Cloud Data Loss Prevention (DLP): GCP Data Engineer GCP
In this, we will learn about Cloud Data Loss Prevention (DLP).
What is Cloud Data Loss Prevention (DLP)?
- helps to manage sensitive data.
- provides fast, scalable classification and redaction for sensitive data elements
- sensitive data elements may include
- credit card numbers
- names
- social security numbers
- phone numbers
- Classifies data using more than 120 predefined detectors or information type (or “infoType”) detectors.
- Can identify patterns, formats, and checksums, and contextual clues.
- May redact data by masking, secure hashing, tokenization, bucketing, and format-preserving encryption.

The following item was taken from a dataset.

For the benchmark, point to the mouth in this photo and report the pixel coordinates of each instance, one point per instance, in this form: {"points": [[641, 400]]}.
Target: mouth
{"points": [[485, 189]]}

- Can define custom infoType detectors
- Has De-identification techniques
- Inspects a base64-encoded image for text
- Can detect sensitive data within streams of data, structured text, images.
- It can inspect for and redact sensitive text from an image as per defined criteria
- Can analyze structured data for risk of being re-identified
- Inspection: Cloud DLP inspects the submitted data for the specified intoTypes and returns the detected InfoTypes
- Redaction: After inspection, redacts any sensitive data findings by masking them with opaque rectangles for images.
InfoType and InfoType detector
- Is a type of sensitive data, like name, email address, telephone number,etc
- Every infoType has a corresponding detector.
- Used in configuration for scans to determine what to inspect for and how to transform findings.
- InfoType names are used if showing or reporting scan results.
- Uses infoType detectors and OCR
- Can use a combination of built-in and custom infoType detectors
Actions
- It occurs after a DLP job completes successfully.
- 2 types of actions:
- Saving the DLP scan job results to BigQuery:
- Publishing the DLP scan job to a Pub/Sub channel.
Jobs and job triggers
- an action that Cloud DLP runs to either scan content or calculate risk of re-identification. DLP creates and runs a job resource whenever instructed.
- 2 types of Cloud DLP jobs:
- Inspection jobs – inspect content for sensitive data
- Risk analysis jobs – analyze de-identified data
- can schedule when to run jobs by creating job triggers.
- A job trigger is an event which automates DLP jobs creation
- Can be scheduled by setting intervals at which each trigger goes off.
- can be configured to look for new findings
Match likelihood
- Scan results are categorized as per likely match to infoType.
- likelihood is number of matching elements a result contains to infoType.
- DLP uses a bucketized representation of likelihood
ENUM | Description |
LIKELIHOOD_UNSPECIFIED | Default value; same as POSSIBLE. |
VERY_UNLIKELY | It is very unlikely that the data matches the given InfoType. |
UNLIKELY | Unlikely that the data matches the given InfoType. |
POSSIBLE | It is possible that the data matches the given InfoType. |
LIKELY | Likely that the data matches the given InfoType. |
VERY_LIKELY | It is very likely that the data matches the given InfoType. |
Method types
- DLP includes different methods to inspect or transform data.
- methods can
- inspect data both on and off GCP
- optimize Cloud DLP behavior for different types of workloads.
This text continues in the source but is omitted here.